Taken from http://www.hussmanfitness.org/html/TSInsideOut.htmlIt turns out that the idea of changing from the inside out is literally true as well.
From the notes I've received from some of you, the most common concern seems to be that your fat loss seems too slow. After starting a serious fitness program including cardiovascular and weight training, nearly everyone feels better and more energetic almost immediately (aside from the perpetual soreness). But even after several weeks, some people do not see a noticeable change in the mirror, so far as fat is concerned. And the scale! You've busted your bottom for weeks, and there's no change! Of course, if you've really been half-hearted about following your program, it's clear why this may happen, but it can also happen when you have honestly been experiencing intensity every day, and have been careful about limiting your portions. I've received messages from people literally in tears at the frustration. Kid, the road to Easy Street runs through the sewer. You gotta get tough (words spoken to me by my favorite teacher, Father Arnold Perham).
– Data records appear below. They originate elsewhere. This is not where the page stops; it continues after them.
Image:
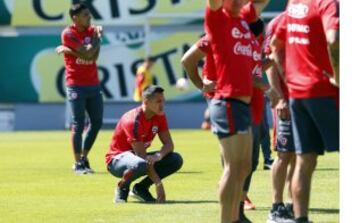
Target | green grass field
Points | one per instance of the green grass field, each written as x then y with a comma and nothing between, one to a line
38,185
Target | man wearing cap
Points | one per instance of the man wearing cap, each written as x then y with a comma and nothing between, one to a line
127,157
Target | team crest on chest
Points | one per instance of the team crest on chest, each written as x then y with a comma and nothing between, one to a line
87,40
154,129
245,25
298,11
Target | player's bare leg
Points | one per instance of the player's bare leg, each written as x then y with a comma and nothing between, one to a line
301,183
279,173
236,151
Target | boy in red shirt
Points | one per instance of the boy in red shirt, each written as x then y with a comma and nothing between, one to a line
309,29
127,157
81,47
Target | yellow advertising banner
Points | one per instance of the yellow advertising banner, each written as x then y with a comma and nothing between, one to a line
104,12
117,67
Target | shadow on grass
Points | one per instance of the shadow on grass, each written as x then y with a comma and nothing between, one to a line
314,210
327,169
325,210
170,202
189,172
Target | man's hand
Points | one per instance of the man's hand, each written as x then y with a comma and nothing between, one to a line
160,192
152,159
332,79
208,86
282,110
62,49
273,96
98,31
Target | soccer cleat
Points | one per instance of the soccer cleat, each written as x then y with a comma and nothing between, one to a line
86,164
280,215
142,194
121,195
290,209
268,164
79,168
248,205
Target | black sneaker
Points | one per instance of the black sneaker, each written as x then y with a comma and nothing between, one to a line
121,194
280,215
290,209
79,168
142,194
86,164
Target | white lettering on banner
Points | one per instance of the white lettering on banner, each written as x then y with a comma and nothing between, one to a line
298,40
84,62
298,28
298,11
237,34
245,50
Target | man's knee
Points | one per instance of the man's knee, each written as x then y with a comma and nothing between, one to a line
177,160
96,124
77,126
140,168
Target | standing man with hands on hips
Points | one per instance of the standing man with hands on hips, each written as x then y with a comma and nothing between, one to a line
81,46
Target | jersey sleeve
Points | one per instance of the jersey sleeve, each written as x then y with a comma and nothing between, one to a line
270,29
69,39
214,24
163,125
203,44
329,13
133,130
248,12
280,30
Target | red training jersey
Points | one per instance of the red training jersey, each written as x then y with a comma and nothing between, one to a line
270,29
303,29
208,71
257,100
79,72
134,127
232,52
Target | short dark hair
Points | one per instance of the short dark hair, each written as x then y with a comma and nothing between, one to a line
257,27
150,91
149,59
75,9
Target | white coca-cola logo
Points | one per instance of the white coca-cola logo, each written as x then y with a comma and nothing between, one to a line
245,50
237,34
256,56
298,11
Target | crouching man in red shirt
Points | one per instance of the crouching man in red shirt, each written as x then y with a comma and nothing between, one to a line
127,157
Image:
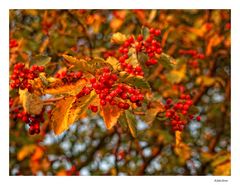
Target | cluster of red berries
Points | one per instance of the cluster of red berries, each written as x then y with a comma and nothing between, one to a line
178,112
123,50
69,77
111,92
13,43
195,56
150,46
107,54
32,120
21,76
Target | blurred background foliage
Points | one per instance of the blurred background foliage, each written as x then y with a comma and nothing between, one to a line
87,148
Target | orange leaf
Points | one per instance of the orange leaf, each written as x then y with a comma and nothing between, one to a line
38,153
60,114
25,151
110,115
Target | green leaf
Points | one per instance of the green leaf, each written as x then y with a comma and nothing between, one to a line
193,110
167,61
136,81
80,64
131,122
40,60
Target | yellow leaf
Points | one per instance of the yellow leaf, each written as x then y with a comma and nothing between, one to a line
72,89
118,38
152,112
133,60
60,114
177,75
116,23
80,106
213,42
223,169
32,103
25,151
82,64
113,62
110,115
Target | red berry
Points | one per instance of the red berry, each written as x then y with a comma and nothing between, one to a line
198,118
157,32
102,102
126,106
140,38
121,105
169,101
152,30
94,108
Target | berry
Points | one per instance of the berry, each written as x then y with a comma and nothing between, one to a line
198,118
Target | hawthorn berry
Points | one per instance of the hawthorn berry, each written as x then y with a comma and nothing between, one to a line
198,118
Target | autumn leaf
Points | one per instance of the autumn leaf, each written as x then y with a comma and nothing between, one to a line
213,42
177,75
118,38
80,106
113,62
25,151
60,114
71,89
152,112
167,61
181,149
133,60
38,153
131,122
81,64
32,103
99,63
110,114
116,23
205,80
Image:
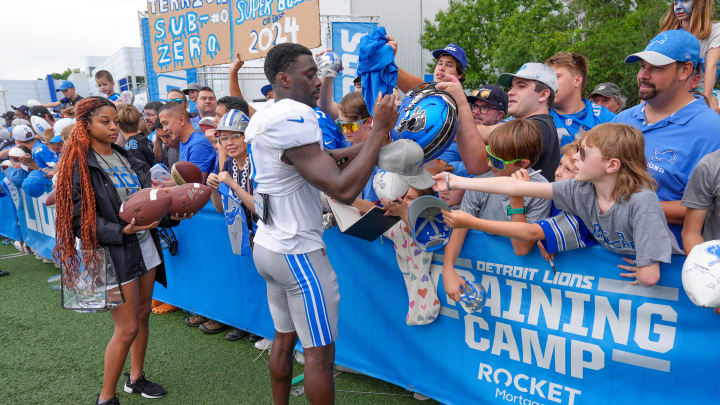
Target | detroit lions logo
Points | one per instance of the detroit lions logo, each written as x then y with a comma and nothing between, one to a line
231,215
668,156
715,251
659,40
414,123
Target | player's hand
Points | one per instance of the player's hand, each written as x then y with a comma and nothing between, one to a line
237,63
385,114
132,228
392,43
181,217
441,180
457,218
452,283
452,86
394,208
163,183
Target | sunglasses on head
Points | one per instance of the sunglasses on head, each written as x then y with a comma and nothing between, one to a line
496,162
234,137
349,126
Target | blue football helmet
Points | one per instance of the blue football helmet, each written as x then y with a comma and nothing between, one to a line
428,116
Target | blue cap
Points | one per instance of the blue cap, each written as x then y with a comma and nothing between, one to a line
453,50
668,47
35,184
66,84
16,175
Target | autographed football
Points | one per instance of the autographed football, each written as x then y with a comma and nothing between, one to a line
189,198
50,200
186,172
146,206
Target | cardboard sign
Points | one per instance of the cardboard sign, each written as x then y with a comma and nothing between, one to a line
186,34
261,24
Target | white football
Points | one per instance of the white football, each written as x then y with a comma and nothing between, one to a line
389,185
701,274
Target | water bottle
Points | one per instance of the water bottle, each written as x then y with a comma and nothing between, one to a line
472,296
54,282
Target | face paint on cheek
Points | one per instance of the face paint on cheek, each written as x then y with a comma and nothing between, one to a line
683,7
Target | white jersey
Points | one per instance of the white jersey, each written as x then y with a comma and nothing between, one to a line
294,224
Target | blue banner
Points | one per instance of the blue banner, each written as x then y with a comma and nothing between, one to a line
581,336
345,40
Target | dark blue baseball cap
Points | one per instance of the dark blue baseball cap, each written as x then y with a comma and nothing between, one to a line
66,84
453,50
668,47
35,184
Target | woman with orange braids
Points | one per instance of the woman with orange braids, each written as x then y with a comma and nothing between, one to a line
95,176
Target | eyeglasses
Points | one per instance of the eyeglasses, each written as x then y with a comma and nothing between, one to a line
234,137
349,126
483,109
497,162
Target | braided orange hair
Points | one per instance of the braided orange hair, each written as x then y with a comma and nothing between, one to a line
74,157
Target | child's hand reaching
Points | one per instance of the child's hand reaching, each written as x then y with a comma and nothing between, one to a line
452,283
457,218
521,174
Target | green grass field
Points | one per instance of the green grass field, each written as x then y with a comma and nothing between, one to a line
52,356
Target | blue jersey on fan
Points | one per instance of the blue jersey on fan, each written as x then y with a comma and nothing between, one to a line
570,125
332,137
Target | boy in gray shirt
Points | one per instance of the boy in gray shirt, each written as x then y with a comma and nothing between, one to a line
635,227
513,146
701,197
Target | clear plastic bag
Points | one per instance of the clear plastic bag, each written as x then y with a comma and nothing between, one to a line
94,291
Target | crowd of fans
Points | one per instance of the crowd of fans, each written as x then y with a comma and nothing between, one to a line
640,181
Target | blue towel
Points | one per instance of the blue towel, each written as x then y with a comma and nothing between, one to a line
376,67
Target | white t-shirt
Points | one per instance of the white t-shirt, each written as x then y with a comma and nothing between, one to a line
294,225
713,41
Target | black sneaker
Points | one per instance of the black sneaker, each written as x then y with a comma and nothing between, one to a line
111,401
144,387
236,334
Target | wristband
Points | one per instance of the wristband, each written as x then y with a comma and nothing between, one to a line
512,211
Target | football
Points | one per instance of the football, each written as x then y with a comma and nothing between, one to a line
189,198
146,206
186,172
50,200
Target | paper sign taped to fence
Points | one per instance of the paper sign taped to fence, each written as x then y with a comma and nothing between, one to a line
261,24
187,34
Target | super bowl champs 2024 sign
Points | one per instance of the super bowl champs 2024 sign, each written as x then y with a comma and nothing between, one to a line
193,33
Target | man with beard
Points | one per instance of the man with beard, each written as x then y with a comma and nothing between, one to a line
679,128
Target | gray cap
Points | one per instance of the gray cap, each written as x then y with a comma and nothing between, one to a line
607,89
405,157
429,231
192,86
532,71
Here's what's going on. Fat is stored in several places, within the muscle as intramuscular fat (which is why pork is "the other white meat"), around the organs as "visceral fat", and under the skin as "subcutaneous fat". If you're inactive as you get older, the fat starts depositing in the muscles first - the muscle tissue gets "marbelized". After the intramuscular stores are full, the fat spills over to subcutaneous stores, which are more noticeable. Well, now take that process in reverse. Exercise (and specifically interval training and progressive weight training) tends to draw significantly from the intramuscular stores early on, so instead of seeing a major change in the mirror, you may instead feel your muscles getting firmer and less "mushy". That's a good sign. Don't give up! The subcutaneous fat loss becomes more evident once the intramuscular stores are whittled down a bit.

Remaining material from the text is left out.